John L. Ruth is a leading historian, author and speaker on topics of Mennonite history, faith and culture. He serves on the Mennonite Heritage Center Board of Trustees.
Sunday dinner recipes
from As Good as Your Mother’s: The Lapp Family Cookbook
[John & Edith Nyce Lapp family, Lansdale, PA]
Mom (Edith Lapp) put the roast in the over before going to church on a Sunday morning and turned it down to about 300 while at church, so when we came home it was done and the house smelled delicious.
3-4 lb. beef roast
1 c. water
Salt and pepper to taste
5-6 medium carrots
Brown roast on top of stove in the roasting pan. Add water, salt and pepper. Add peeled carrots which have been cut horizontally in half. Bake at 325 for 3 hours.

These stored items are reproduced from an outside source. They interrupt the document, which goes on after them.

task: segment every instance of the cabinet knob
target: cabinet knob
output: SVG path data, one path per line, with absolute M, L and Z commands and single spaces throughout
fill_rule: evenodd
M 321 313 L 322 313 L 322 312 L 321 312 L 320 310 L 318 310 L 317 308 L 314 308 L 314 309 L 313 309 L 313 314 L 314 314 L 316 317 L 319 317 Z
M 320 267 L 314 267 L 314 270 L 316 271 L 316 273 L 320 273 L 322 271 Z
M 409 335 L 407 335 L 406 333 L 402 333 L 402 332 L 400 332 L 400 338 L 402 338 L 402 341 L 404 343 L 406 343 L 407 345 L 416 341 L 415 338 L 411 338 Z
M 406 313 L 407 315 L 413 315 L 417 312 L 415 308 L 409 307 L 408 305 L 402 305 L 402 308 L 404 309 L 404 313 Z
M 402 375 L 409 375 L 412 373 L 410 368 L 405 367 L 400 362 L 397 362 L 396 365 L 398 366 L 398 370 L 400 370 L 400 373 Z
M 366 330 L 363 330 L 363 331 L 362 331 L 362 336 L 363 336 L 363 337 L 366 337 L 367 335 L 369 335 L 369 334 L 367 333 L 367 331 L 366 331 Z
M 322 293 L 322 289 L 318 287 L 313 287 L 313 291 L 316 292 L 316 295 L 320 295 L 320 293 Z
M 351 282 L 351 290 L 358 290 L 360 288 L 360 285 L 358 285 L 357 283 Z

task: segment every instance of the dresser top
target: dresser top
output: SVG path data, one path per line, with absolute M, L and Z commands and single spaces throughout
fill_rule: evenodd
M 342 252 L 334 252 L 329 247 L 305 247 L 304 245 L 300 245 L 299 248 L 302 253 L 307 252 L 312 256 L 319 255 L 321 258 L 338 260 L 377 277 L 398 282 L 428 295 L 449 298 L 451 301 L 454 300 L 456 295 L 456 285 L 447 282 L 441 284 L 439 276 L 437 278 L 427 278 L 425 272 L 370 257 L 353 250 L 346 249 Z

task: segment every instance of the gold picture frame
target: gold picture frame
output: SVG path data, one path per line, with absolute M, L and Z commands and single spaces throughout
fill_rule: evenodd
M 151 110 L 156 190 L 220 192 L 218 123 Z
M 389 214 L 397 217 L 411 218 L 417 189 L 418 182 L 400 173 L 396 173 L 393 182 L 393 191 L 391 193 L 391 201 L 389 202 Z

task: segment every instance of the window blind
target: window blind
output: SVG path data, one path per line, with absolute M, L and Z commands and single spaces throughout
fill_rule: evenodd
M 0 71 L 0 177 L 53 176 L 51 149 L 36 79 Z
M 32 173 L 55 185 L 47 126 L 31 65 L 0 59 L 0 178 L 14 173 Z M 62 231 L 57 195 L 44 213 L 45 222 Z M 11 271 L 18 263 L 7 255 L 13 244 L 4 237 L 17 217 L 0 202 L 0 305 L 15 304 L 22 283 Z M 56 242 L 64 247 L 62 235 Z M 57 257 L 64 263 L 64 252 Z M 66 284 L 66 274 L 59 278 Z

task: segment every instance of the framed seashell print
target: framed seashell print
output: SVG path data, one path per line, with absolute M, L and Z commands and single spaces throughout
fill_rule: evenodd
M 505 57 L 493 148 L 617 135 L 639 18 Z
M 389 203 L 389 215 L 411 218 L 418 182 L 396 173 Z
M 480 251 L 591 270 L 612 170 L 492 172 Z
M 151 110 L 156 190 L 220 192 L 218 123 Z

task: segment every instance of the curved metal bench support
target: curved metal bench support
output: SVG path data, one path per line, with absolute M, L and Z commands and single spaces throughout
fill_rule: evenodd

from As Good as Your Mother’s: The Lapp Family Cookbook
2/3 c. sugar
2 tsp. vinegar
1 can evaporated milk
2 hard-cooked eggs
Bowl of torn lettuce
Mix together the above ingredients pour over lettuce leaves that have been torn into bit size pieces. Top with sliced hard-cooked eggs.
Peach Cream Pie
¼ cup flour
¾ cup sugar
Dash fresh grated nutmeg
8 oz. sour cream
1 cup half-and-half or whole milk
½ tsp. vanilla
3 to 4 peaches, sliced
9-inch unbaked pie crust
Mix together flour, sugar and nutmeg. Gradually add sour cream and half-and-half or milk as you choose to the flour and sugar mixture. Add vanilla and sliced peaches. Add a little nutmeg on the top. Pour into pie crust. Sprinkle nutmeg on top of pie. Bake for 15 minutes at 425 degrees. Reduce heat to 350 degrees, bake until done, when knife comes out clean.